KDM3A inhibition modulates macrophage polarization to aggravate post-MI injuries and accelerates adverse ventricular remodeling via an IRF4 signaling pathway

Abstract It has been reported that KDM3A participates in several cardiovascular diseases through epigenetic mechanisms. However, its biological role post myocardial infarction (MI) has not been explored. Excessive and prolonged inflammation period can aggravate post-MI injuries and accelerates left ventricular (LV) remodeling. Previous studies have shown that macrophages play a momentous role in post-MI injuries by regulating the balance between the inflammatory phase. In this study, we aimed to demonstrate whether KDM3A could regulate the polarization of macrophages to affect the inflammatory response after myocardial infarction and whether targeting KDM3A could influence the prognosis of myocardial infarction and adverse LV remodeling. To explore the biological function of KDM3A and the underlying mechanisms, the loss of function experiments were designed in vitro and vivo. we analyzed the function of macrophages by a phagocytosis and migration assay and explored the polarization of macrophages.
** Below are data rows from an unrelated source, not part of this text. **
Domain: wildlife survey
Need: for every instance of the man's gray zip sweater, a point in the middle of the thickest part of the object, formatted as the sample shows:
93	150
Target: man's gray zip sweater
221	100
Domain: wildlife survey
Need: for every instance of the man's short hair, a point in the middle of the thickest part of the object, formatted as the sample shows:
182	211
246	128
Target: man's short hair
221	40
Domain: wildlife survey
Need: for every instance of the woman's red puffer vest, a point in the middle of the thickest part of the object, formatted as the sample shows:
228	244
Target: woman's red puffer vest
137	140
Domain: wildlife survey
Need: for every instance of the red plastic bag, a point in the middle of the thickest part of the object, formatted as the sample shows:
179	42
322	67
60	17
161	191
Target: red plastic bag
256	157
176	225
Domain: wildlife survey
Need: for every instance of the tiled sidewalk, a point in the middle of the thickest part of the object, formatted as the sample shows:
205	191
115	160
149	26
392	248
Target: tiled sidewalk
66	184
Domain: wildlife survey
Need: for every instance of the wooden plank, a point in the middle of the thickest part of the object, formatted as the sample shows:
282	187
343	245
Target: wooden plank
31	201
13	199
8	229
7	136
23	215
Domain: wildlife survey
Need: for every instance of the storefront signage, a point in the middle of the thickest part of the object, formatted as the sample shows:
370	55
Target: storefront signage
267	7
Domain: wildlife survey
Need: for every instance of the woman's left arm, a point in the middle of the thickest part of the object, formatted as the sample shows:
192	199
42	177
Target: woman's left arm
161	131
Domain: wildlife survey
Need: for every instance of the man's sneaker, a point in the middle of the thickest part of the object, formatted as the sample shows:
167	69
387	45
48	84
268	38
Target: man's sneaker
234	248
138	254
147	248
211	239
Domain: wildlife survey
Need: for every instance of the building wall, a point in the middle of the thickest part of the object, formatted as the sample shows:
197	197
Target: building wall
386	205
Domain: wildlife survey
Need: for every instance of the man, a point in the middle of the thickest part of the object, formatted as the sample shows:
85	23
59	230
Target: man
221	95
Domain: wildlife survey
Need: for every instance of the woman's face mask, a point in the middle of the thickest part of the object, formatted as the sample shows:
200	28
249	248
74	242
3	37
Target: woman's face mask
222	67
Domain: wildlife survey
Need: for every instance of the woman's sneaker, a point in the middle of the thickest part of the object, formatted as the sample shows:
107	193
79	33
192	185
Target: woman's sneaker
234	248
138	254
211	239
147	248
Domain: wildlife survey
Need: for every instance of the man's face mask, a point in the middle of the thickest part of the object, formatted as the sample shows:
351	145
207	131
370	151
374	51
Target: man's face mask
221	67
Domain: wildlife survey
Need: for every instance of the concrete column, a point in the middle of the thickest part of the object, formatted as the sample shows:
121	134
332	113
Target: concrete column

The expression of macrophage inflammation-related genes in the acute inflammatory phase and surface markers was detected by western blot and immunofluorescence assays. Echocardiography, Masson's trichrome staining and hematoxylin and eosin (H&E) staining were used to detect cardiac ventricular function. Our data showed that KDM3A is essential for the biological function of rat bone marrow macrophages (BMDMs), and KDM3A deficiency decreases the capacity for phagocytosis and migration, promoting M1 but restraining M2 macrophage phenotype polarization in vitro. Furthermore, we constructed MI models of male rats to verify that KDM3A deficiency could regulate macrophage polarization to aggravate the inflammatory response and accelerate LV remodeling in vivo. Among them, we confirmed that IRF4 is a downstream effector of the KDM3A-dependent pathway which could epigenetically influence the transcription of IRF4 by enhancing histone H3 lysine 9 di-methylation(H3K9me2) accumulation on the IRF4 gene proximal promoter region to modulate macrophage polarization. These results demonstrated that KDM3A plays an essential role in the cardiac repair process of post-MI and LV remodeling by modulating the macrophage phenotype, thereby suggesting a promising therapy to treat post MI injuries.